In the two years between 2010 and 2012 outsourcing to private children's homes rose 8% to 67%, "encouraged by capital shortages" and this "momentum still has some way to run".

His report warns that the private sector has more trouble hiring highly qualified staff for its homes than the council sector, which also costs less while paying staff better.

LaingBuisson says the future is brighter for investors in social care than in privatised NHS services because the "political environment remains benign" with "public sector vested interests in the social care sector so weak and poorly represented" compared with the NHS, where "political support against outsourcing can still be readily mobilised in strong support of NHS vested interests".

That's the importance of unions.

However, investors are warned that "concerns about the quality of children's services run deeper than Ofsted ratings", with the education select committee recently complaining that many children are placed hundreds of miles from their families, beyond reach of the social workers supposed to care for them.

The risk, says LaingBuisson, is homes put in "low cost areas for financial reasons that may contain an excess of predatory individuals with potential for sexual exploitation".

Children's services can be "a high risk activity for providers where damage to reputation could be very costly".

But it's a rising market, with more than 68,000 in care last year, up 2%, partly due to cases such as Baby P. Of these, 5,000 are in residential homes, usually after multiple foster-care breakdowns.

Children's social services directors say they have many more high-cost multiply disabled teenagers with severe learning difficulties, who used not to survive premature births.
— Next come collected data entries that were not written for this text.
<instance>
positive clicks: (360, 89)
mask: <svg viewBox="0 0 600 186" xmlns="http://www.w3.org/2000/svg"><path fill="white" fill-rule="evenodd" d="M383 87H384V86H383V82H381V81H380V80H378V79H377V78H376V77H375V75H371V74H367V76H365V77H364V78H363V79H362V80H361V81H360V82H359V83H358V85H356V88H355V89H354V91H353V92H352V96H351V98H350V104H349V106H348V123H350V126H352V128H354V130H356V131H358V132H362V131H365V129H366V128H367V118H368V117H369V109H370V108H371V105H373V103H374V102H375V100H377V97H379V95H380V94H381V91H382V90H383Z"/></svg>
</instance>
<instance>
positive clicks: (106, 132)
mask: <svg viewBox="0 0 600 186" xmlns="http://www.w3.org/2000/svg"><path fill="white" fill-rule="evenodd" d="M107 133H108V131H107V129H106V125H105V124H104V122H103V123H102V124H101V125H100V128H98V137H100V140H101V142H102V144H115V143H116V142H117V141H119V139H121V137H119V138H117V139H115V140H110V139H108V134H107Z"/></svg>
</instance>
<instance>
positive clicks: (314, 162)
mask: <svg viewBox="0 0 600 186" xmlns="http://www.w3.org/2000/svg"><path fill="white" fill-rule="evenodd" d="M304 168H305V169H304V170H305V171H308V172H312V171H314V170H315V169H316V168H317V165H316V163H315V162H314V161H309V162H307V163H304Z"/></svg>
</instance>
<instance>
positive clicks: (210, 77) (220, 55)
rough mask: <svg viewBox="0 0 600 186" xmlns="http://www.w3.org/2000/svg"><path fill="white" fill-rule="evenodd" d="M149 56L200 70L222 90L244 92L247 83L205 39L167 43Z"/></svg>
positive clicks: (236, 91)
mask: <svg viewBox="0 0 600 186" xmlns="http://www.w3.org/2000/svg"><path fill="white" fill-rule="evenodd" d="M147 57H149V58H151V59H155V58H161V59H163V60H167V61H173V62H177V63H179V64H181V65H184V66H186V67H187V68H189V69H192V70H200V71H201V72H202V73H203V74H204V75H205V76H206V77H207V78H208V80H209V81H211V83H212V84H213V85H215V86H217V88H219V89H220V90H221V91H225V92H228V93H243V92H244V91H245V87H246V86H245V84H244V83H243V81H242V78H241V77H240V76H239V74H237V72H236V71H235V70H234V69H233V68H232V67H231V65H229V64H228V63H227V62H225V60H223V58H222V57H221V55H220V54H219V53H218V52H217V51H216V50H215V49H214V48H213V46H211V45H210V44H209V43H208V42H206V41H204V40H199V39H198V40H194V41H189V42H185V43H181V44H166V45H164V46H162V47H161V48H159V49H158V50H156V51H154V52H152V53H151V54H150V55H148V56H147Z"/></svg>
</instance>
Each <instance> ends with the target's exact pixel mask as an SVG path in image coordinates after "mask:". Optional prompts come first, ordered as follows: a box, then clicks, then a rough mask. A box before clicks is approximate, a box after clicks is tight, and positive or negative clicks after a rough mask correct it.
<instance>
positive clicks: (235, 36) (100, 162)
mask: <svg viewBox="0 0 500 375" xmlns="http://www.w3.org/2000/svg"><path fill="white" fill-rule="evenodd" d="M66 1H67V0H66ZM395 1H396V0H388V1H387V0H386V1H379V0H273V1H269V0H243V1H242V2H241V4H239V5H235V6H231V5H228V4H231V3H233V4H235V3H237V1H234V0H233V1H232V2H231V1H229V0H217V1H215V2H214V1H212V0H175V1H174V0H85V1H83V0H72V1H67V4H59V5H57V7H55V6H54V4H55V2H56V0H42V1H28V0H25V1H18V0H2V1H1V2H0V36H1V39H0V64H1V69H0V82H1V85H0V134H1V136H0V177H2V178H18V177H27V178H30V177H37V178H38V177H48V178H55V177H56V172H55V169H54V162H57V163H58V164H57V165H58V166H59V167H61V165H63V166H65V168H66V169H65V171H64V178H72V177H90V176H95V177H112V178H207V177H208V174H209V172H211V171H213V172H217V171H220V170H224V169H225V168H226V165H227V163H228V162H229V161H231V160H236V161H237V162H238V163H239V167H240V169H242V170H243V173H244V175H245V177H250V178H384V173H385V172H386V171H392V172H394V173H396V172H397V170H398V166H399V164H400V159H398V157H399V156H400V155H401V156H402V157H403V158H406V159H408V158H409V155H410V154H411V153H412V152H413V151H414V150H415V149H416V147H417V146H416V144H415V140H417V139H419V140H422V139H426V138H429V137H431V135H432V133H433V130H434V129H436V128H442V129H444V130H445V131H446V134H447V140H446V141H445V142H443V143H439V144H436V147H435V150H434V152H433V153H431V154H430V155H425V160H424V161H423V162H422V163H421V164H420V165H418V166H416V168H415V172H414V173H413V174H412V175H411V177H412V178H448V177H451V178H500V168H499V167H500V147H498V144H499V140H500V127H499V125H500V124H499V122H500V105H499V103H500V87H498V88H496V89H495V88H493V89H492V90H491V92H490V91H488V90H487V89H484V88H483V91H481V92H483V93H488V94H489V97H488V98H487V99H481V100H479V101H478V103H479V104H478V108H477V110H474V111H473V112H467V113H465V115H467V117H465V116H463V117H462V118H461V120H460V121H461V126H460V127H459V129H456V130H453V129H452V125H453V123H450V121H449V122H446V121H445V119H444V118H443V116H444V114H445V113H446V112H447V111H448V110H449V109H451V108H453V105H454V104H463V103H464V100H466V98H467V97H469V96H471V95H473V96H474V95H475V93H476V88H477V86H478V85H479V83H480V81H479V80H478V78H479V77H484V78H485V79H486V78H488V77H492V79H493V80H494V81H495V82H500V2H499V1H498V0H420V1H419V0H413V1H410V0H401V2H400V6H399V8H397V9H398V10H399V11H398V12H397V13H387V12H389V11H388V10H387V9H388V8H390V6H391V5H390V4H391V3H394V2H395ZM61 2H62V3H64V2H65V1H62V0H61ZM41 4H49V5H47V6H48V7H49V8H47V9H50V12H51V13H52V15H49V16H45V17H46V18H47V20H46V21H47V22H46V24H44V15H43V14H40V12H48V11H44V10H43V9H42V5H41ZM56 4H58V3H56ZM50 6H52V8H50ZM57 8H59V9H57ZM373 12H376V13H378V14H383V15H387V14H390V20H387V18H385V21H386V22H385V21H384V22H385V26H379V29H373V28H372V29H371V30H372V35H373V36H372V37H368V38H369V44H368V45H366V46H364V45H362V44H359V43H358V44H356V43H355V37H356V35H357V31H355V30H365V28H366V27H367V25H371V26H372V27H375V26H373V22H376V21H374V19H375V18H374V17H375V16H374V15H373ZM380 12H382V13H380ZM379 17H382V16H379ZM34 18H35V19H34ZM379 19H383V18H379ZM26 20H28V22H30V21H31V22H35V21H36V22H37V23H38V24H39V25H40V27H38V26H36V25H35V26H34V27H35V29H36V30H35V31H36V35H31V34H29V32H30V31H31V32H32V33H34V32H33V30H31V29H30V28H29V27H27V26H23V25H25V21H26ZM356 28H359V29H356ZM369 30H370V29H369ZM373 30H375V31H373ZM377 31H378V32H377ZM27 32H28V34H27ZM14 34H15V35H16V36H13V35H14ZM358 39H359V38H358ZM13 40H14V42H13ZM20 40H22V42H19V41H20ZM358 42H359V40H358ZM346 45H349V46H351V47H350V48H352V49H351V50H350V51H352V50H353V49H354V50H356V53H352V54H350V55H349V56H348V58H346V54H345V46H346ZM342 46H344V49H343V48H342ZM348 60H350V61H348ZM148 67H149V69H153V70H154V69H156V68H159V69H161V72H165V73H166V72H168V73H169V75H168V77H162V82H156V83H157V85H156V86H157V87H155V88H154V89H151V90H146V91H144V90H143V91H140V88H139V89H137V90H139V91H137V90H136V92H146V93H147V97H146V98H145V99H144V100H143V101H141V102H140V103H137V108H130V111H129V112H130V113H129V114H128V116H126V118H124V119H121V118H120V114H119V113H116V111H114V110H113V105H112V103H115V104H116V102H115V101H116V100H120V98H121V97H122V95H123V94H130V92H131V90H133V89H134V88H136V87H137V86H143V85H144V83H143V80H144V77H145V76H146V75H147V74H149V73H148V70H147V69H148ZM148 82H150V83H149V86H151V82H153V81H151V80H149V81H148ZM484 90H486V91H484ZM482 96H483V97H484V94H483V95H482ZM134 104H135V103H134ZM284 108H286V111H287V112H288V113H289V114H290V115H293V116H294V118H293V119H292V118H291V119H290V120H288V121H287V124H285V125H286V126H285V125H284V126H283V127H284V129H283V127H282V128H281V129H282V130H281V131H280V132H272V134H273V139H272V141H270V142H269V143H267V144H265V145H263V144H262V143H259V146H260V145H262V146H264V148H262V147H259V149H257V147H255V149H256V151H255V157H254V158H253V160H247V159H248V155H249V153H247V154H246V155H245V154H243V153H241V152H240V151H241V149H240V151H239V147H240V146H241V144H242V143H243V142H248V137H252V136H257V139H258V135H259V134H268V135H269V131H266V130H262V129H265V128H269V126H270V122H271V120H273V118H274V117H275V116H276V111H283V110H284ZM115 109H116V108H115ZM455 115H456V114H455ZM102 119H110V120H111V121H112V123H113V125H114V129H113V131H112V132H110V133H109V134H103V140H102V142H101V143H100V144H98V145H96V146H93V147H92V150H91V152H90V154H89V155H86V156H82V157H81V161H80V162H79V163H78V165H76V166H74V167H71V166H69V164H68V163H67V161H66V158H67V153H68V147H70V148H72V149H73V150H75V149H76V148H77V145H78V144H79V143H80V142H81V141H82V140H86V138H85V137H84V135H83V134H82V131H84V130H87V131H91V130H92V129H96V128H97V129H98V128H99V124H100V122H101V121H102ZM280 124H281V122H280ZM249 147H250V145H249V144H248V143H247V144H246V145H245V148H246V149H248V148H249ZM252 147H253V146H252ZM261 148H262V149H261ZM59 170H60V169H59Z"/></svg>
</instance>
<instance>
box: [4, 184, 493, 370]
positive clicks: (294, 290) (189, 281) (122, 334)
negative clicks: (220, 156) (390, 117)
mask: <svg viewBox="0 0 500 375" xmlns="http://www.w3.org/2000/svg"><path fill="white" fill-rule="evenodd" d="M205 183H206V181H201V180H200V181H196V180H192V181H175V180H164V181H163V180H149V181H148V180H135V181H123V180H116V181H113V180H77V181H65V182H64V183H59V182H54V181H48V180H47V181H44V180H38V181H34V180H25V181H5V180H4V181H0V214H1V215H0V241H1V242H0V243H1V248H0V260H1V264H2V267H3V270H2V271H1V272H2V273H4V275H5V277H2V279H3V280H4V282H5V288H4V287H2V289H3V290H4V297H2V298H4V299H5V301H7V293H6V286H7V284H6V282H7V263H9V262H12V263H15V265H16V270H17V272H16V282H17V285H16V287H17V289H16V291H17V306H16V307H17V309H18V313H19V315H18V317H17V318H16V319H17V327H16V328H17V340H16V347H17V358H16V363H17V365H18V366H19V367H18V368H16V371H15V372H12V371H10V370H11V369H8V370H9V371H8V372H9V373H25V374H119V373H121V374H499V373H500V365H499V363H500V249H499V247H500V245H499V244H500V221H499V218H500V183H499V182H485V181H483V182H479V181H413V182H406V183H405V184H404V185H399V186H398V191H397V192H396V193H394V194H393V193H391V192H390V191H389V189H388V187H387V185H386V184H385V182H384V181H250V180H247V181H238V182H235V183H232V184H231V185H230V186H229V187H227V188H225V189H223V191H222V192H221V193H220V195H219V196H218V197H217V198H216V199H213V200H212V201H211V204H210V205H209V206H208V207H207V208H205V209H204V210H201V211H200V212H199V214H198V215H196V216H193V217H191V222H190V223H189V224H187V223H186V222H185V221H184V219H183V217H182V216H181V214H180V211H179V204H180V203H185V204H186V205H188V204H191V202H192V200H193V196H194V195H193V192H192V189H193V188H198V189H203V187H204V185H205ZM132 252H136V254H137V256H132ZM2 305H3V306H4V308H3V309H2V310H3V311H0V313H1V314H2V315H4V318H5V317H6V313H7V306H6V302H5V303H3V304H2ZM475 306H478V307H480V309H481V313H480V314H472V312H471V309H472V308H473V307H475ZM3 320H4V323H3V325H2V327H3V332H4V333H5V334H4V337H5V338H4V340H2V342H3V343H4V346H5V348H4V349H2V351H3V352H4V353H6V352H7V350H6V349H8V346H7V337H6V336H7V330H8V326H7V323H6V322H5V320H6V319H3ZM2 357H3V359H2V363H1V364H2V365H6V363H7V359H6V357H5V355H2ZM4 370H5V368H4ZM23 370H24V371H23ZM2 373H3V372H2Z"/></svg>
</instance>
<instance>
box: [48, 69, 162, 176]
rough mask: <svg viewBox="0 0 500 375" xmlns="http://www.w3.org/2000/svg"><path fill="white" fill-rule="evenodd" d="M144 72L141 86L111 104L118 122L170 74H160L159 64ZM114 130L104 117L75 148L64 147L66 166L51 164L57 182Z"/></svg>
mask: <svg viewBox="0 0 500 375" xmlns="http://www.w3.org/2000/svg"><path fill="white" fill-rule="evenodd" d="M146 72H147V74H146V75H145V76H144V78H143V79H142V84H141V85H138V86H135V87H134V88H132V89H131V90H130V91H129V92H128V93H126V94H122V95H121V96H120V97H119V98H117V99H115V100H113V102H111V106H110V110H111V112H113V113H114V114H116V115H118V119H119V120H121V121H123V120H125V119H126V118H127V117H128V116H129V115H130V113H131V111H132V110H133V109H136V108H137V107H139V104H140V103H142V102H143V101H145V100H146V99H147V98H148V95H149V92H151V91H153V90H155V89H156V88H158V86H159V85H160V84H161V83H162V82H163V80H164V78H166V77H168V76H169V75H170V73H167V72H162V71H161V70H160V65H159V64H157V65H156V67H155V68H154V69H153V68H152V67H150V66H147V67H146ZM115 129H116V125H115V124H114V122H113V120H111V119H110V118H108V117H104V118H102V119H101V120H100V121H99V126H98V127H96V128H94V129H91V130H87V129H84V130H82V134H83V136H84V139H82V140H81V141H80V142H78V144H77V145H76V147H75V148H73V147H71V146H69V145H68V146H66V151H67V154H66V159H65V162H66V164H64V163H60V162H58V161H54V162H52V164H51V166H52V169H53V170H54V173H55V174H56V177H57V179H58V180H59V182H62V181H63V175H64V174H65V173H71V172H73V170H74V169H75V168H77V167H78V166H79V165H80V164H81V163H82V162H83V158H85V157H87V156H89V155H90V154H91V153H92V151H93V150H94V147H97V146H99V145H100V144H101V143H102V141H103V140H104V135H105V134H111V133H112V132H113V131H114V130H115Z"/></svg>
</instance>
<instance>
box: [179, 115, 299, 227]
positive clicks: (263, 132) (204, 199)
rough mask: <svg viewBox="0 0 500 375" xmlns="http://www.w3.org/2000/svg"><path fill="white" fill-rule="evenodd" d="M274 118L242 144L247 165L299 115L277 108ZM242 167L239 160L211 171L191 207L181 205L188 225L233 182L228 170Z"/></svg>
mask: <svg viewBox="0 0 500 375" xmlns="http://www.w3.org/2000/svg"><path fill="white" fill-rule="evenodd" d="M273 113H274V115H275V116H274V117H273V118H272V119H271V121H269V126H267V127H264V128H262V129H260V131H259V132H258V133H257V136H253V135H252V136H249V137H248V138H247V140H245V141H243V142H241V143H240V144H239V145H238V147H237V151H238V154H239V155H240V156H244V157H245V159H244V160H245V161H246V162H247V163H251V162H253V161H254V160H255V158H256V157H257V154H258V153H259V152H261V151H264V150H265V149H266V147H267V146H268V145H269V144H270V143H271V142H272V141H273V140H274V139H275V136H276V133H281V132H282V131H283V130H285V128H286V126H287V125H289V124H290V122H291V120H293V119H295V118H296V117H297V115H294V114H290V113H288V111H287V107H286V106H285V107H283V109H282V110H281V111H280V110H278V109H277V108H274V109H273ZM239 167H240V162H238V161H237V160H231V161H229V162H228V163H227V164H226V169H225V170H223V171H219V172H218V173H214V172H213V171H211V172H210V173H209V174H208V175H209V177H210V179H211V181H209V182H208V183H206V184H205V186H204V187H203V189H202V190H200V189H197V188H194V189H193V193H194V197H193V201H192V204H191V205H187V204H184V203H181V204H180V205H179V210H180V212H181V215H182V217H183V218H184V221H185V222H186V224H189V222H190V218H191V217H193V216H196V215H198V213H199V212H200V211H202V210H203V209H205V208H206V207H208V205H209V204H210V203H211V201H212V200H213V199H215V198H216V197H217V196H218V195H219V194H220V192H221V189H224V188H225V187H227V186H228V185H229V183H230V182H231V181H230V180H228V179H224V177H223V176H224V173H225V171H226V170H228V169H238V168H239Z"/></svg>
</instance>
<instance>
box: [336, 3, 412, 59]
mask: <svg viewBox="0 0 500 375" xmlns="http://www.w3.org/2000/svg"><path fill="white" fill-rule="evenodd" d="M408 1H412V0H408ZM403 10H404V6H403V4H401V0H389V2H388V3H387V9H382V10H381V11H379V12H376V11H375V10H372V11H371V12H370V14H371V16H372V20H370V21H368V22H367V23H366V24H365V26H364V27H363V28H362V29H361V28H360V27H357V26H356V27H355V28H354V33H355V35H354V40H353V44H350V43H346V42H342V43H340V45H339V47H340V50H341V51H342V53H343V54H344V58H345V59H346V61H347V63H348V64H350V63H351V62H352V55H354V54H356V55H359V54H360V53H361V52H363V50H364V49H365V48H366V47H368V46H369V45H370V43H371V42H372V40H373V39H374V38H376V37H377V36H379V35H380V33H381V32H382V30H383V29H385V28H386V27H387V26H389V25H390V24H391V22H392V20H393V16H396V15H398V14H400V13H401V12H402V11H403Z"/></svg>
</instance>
The Independent Children's Homes Association claims councils send it the hard cases, while keeping easier children in their authority homes.

Profits, it claims, average just 3% – though LaingBuisson puts profitability at 14.4%. G4S and Serco are among those in the children's home business.

Making money out of tragic children is the extreme end of the outsourcing culture.

As the High Pay Centre has analysed, the history of contracting and privatisation has mainly been high cost and high profit for worse service.

This 30-year policy has, without evidence, been driven by contempt for the idea of a public ethos, and conviction that private is always best.